Intro to LOCAL CONTROL

Local Control Phase Two: CONFIRM

This phase is devoted to confirming that an observed LTD distribution is indeed “Salient” (Statistically Meaningful.)

The LC approach assumes that making many "local" comparisons of outcomes between treated and control patients who are otherwise very similar will yield results that are more scientifically objective and relevant than a single, global comparison. Luckily, there is a way to at least partially verify this premise!

Via patient clustering in X-space, LC determines which treated patients are directly compared to which control patients. What would result from such comparisons if all observed X-characteristics were actually irrelevant (unrelated to treatment choices and their resulting outcomes)? Well, the results would then be purely random ...as if there weren't any available X-characteristics to distinguish one patient from another. This situation is easily simulated by simply ignoring all observed X-values and randomly assigning the treated and control patients to the same number of clusters, of the same sizes, and with the same within-cluster treatment/control fractions as the given clustering. The resulting simulated distribution is called the “artificial” LTD distribution.

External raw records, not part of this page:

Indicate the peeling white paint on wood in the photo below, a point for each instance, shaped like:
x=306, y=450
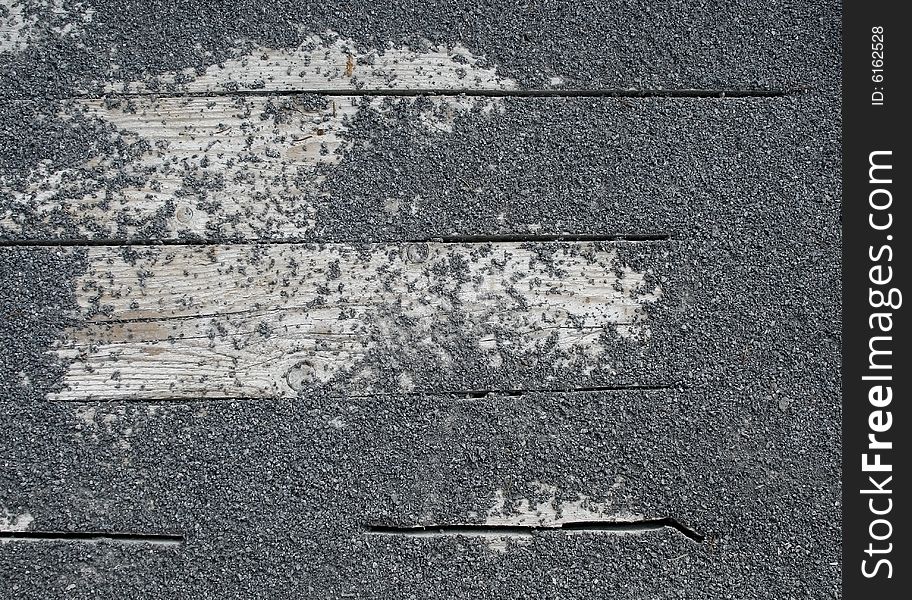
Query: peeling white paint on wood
x=245, y=167
x=10, y=522
x=544, y=509
x=275, y=320
x=328, y=61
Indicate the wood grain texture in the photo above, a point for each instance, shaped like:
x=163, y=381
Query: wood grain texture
x=212, y=167
x=281, y=320
x=330, y=62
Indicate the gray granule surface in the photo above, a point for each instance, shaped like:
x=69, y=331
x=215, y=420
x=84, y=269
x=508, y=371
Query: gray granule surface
x=272, y=497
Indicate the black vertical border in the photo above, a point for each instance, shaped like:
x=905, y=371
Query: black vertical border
x=869, y=126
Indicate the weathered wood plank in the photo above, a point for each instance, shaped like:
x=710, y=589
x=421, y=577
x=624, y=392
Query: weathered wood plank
x=277, y=320
x=246, y=481
x=309, y=168
x=330, y=62
x=308, y=45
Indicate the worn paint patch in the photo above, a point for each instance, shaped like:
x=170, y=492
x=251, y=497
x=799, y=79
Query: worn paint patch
x=328, y=61
x=15, y=522
x=257, y=321
x=221, y=167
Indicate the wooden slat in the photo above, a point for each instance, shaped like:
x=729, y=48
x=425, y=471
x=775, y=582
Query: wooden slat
x=263, y=483
x=276, y=320
x=329, y=62
x=307, y=46
x=308, y=168
x=241, y=167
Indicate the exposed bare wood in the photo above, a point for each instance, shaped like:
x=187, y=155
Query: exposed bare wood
x=267, y=321
x=244, y=167
x=330, y=62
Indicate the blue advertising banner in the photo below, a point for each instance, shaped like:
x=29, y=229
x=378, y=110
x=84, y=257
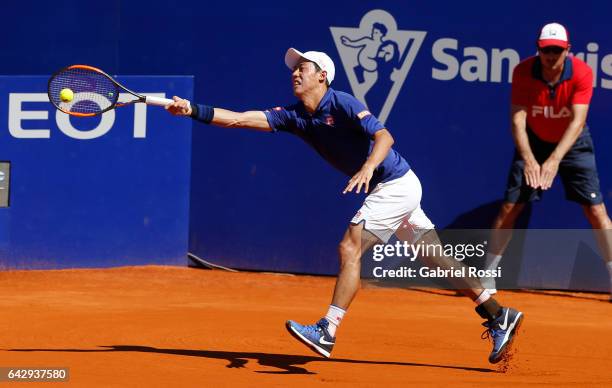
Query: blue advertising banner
x=93, y=192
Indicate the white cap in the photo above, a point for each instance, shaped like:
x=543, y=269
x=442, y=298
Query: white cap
x=293, y=57
x=553, y=34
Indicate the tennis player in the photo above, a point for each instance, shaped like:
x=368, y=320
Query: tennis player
x=340, y=129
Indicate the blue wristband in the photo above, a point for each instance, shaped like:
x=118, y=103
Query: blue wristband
x=203, y=113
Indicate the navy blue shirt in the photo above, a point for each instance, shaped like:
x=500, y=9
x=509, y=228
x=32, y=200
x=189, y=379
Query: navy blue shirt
x=341, y=131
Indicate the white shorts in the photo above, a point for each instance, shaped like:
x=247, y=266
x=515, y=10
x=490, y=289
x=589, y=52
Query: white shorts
x=393, y=204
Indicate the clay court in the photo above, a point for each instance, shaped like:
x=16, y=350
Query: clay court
x=173, y=326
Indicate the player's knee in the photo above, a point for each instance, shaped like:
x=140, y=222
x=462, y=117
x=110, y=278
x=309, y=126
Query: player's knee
x=596, y=214
x=509, y=211
x=348, y=252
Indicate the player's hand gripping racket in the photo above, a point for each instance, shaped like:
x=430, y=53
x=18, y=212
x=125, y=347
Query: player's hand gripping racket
x=82, y=90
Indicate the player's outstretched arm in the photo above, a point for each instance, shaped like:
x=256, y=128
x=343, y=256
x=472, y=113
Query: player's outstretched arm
x=218, y=116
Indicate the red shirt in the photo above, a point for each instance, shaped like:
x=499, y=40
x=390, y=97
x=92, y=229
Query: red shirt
x=549, y=108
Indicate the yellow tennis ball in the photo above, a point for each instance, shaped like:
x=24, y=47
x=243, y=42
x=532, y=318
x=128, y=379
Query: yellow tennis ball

Why SHOULD these two distributions (observed and artificial) be different? Well, whenever treatment imbalance and X-variable confounding are present, comparisons made within random (artificial) subgroups are BIASED ...just like the overall comparison between full treatment cohorts. Again, by making only the most clearly relevant patient comparisons, the observed LTD distribution will be UNBIASED ...unless key unmeasured confounders exist.

If the observed and artificial LTD distributions are NOT CLEARLY DIFFERENT, essentially nothing interesting has been accomplished via LC clustering! If they are DIFFERENT, the observed LTD Distribution is said to be SALIENT!

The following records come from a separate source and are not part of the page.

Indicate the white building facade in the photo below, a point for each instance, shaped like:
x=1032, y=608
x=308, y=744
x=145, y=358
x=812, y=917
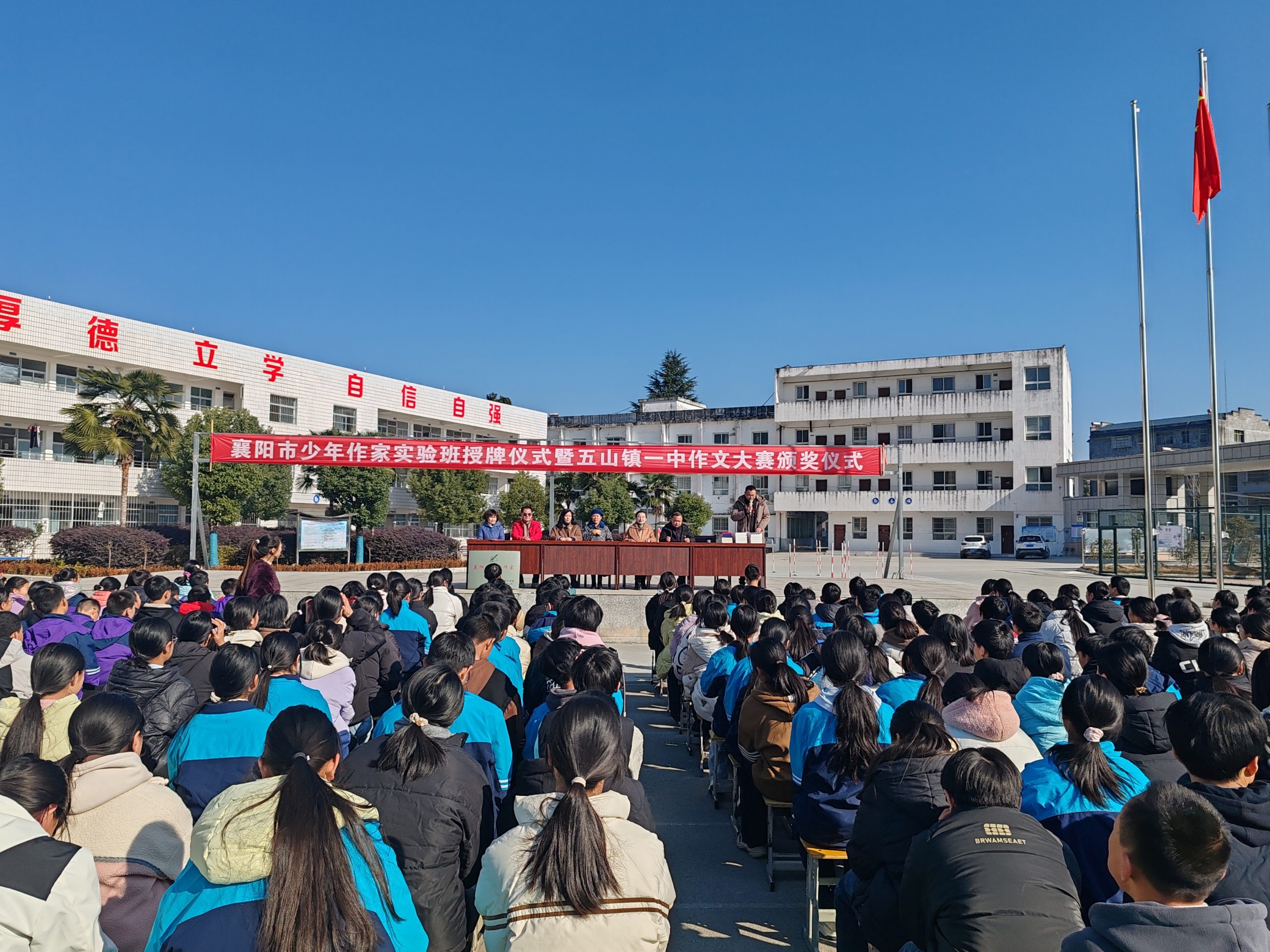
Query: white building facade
x=44, y=346
x=980, y=436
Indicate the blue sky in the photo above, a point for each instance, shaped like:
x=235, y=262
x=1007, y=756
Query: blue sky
x=540, y=198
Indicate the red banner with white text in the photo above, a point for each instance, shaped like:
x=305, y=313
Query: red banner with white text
x=444, y=455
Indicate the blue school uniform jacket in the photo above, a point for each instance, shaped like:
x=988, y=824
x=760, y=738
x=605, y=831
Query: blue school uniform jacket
x=215, y=749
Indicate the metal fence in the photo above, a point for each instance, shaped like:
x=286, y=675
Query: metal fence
x=1183, y=540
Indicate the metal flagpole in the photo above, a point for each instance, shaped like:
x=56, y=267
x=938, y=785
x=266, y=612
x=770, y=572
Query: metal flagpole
x=1218, y=569
x=1142, y=346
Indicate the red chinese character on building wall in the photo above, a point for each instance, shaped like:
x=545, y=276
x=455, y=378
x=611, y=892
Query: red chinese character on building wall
x=206, y=355
x=103, y=334
x=9, y=310
x=272, y=367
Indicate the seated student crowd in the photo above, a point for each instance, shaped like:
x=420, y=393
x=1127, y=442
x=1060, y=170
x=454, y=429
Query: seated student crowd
x=229, y=756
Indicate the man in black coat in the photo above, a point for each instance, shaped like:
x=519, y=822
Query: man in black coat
x=1221, y=740
x=987, y=878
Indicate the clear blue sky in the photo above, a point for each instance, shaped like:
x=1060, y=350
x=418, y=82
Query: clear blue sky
x=540, y=198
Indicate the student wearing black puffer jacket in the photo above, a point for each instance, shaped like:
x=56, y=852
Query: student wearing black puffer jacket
x=1143, y=737
x=901, y=799
x=435, y=805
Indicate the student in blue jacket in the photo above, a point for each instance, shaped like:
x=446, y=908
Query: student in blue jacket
x=832, y=742
x=1079, y=787
x=220, y=744
x=280, y=686
x=289, y=862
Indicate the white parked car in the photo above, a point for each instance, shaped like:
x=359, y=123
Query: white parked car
x=976, y=546
x=1032, y=546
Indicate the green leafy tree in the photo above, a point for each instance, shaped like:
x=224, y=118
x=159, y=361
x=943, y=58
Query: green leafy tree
x=672, y=379
x=522, y=490
x=121, y=414
x=452, y=497
x=230, y=493
x=361, y=493
x=697, y=511
x=610, y=493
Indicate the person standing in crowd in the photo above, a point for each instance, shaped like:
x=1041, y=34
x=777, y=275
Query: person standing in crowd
x=132, y=823
x=258, y=578
x=750, y=512
x=491, y=527
x=261, y=847
x=986, y=876
x=640, y=531
x=1167, y=852
x=55, y=900
x=435, y=805
x=577, y=873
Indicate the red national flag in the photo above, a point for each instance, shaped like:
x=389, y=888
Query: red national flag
x=1208, y=172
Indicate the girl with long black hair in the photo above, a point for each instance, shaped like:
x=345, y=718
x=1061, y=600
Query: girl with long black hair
x=575, y=873
x=316, y=852
x=430, y=795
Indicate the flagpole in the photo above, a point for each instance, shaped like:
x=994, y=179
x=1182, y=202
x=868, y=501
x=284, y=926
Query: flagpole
x=1218, y=569
x=1150, y=536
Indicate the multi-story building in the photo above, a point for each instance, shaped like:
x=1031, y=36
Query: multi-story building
x=980, y=437
x=684, y=422
x=44, y=347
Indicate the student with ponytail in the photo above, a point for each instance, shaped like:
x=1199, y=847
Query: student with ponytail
x=925, y=663
x=127, y=818
x=258, y=578
x=280, y=686
x=290, y=864
x=577, y=874
x=39, y=725
x=220, y=743
x=434, y=803
x=1079, y=787
x=833, y=740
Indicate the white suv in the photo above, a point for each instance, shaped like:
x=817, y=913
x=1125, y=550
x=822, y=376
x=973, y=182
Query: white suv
x=1032, y=546
x=976, y=546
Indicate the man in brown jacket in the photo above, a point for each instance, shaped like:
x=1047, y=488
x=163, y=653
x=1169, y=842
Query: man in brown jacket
x=750, y=512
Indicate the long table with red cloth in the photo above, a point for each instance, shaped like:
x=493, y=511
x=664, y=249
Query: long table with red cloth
x=691, y=560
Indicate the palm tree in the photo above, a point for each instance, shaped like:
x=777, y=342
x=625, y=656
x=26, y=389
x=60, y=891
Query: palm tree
x=657, y=490
x=120, y=414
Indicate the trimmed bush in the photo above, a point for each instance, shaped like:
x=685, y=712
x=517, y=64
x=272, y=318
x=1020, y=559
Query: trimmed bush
x=408, y=543
x=111, y=545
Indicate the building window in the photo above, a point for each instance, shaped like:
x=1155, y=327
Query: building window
x=282, y=409
x=1038, y=428
x=1040, y=479
x=67, y=379
x=1035, y=377
x=343, y=419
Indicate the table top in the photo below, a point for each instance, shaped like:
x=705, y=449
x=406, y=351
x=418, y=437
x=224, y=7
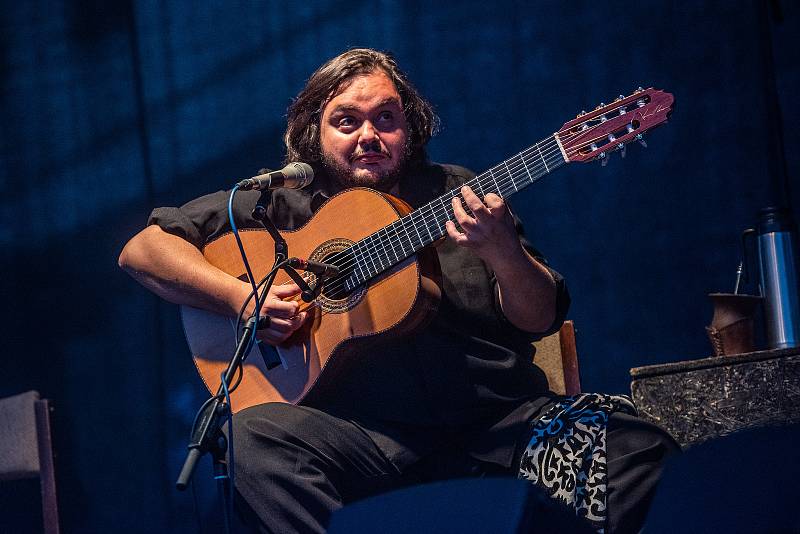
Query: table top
x=714, y=361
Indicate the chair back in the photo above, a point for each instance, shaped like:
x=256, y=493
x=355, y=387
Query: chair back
x=557, y=356
x=26, y=449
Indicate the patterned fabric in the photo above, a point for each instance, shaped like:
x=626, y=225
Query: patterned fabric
x=566, y=454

The following graphs compare the right- and left-hand tails of these two distributions (observed LTD => solid and artificial LTD => dashed) for the six-month-mortality example considered earlier. The full range of possible LTD rates is -1.00 to +1.00. For example, a value of -1 results when all of the treated patients within an informative cluster survive while all of the control patients within that same cluster die within six months.

The observed LTD distribution has a thinner extreme right-hand tail (favorable to control) than the artificial LTD distribution, but the distributions cross at a LTD of approximately +0.1.

The observed LTD distribution has a heavier left-hand tail (favorable to treatment) than the artificial LTD distribution.

The observed LTD distribution is clearly salient in this example. We conclude that LC adjustment for treatment imbalance and X-variable confounding reduces bias here and makes the treatment-versus-control comparison at least slightly more favorable to treatment.